Atomistics of the lithiation of oxidized silicon (SiOx) nanowires in reactive molecular dynamics simulations.

Although silicon oxide (SiOx) nanowires (NWs) are recognized as a promising anode material for lithium-ion batteries (LIBs), a clear understanding of their lithiation mechanism has not been reported yet. We elucidate the lithiation mechanism of SiOx NWs at the atomic scale based on molecular dynamics (MD) simulations employing the ReaxFF reactive force field developed through first-principles calculations. SiOx NWs with crystalline Si (c-Si) core and amorphous SiO2 (a-SiO2) shell structures of ∼1 nm in thickness show smaller volume expansion than pristine Si NWs, as found in previous experiments.
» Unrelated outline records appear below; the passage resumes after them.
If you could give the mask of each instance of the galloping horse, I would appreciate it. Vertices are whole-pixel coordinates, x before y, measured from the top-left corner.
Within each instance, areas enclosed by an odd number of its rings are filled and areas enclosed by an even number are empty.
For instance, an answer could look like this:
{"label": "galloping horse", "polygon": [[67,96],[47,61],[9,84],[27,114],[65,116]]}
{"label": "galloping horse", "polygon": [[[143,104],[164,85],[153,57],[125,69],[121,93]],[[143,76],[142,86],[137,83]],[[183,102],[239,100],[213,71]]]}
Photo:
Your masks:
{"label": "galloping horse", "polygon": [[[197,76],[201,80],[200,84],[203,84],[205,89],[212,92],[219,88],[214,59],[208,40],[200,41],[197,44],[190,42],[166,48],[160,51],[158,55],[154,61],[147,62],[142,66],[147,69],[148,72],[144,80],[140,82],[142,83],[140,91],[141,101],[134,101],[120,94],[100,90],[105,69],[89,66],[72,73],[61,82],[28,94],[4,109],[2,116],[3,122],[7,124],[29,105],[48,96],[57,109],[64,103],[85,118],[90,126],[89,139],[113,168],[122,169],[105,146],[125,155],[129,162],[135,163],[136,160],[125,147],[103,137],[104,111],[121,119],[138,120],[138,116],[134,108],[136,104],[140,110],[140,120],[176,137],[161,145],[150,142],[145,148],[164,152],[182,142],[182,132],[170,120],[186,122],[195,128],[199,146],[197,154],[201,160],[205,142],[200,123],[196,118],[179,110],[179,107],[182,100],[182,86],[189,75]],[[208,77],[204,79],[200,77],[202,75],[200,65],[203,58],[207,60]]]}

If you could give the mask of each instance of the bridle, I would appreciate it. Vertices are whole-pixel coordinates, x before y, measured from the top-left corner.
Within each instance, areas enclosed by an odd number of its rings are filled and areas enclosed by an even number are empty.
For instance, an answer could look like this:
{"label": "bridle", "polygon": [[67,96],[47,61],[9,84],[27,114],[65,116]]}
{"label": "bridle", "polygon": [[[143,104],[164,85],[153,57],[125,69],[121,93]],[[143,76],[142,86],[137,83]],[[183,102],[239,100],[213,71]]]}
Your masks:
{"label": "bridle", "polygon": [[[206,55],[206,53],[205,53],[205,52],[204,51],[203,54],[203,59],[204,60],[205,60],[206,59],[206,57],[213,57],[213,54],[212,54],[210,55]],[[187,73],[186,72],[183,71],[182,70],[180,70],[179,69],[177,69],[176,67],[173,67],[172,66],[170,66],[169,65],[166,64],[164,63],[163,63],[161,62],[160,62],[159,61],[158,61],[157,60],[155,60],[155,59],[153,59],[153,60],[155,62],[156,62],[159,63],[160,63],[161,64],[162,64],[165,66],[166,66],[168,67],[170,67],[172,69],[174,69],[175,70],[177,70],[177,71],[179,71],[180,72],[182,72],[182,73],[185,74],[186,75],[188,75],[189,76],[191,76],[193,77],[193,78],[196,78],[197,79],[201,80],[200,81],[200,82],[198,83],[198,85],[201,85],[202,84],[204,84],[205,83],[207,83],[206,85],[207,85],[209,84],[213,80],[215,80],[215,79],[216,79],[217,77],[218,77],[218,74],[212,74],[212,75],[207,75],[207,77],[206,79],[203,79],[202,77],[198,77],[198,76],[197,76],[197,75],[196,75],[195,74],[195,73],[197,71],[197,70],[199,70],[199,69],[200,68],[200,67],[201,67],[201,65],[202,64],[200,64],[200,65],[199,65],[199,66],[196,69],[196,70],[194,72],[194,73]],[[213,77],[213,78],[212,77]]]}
Lithiation into SiOx NWs creates two interfaces: c-Si/a-LixSi and a-LixSi/a-LiySiO2. The mobility of the latter, which is located farther toward the outside of the NW, is slower than that of the former, which is one of the reasons why the thin SiO2 layer can suppress the volume expansion of SiOx NWs during lithiation. Another reason can be found from the stress distribution, as the SiOx NWs show stress distribution different from the pristine case. Moreover, the lithiation of SiOx NWs leads to the formation of Li2O and Li4SiO4 compounds in the oxide layer, where several Li atoms (not a majority) in Li4SiO4 can escape from the compound and diffuse into the c-Si, in contrast to the Li2O case. However, Li atoms that pass through the SiO2 layer penetrate into the c-Si preferentially along the 〈110〉 or 〈112〉 direction, similar to the mechanism observed in pristine Si NWs. We expect that our comprehensive understanding of the lithiation mechanism of SiOx NWs will provide helpful guidance for the design of SiOx anodes to obtain better performing LIBs.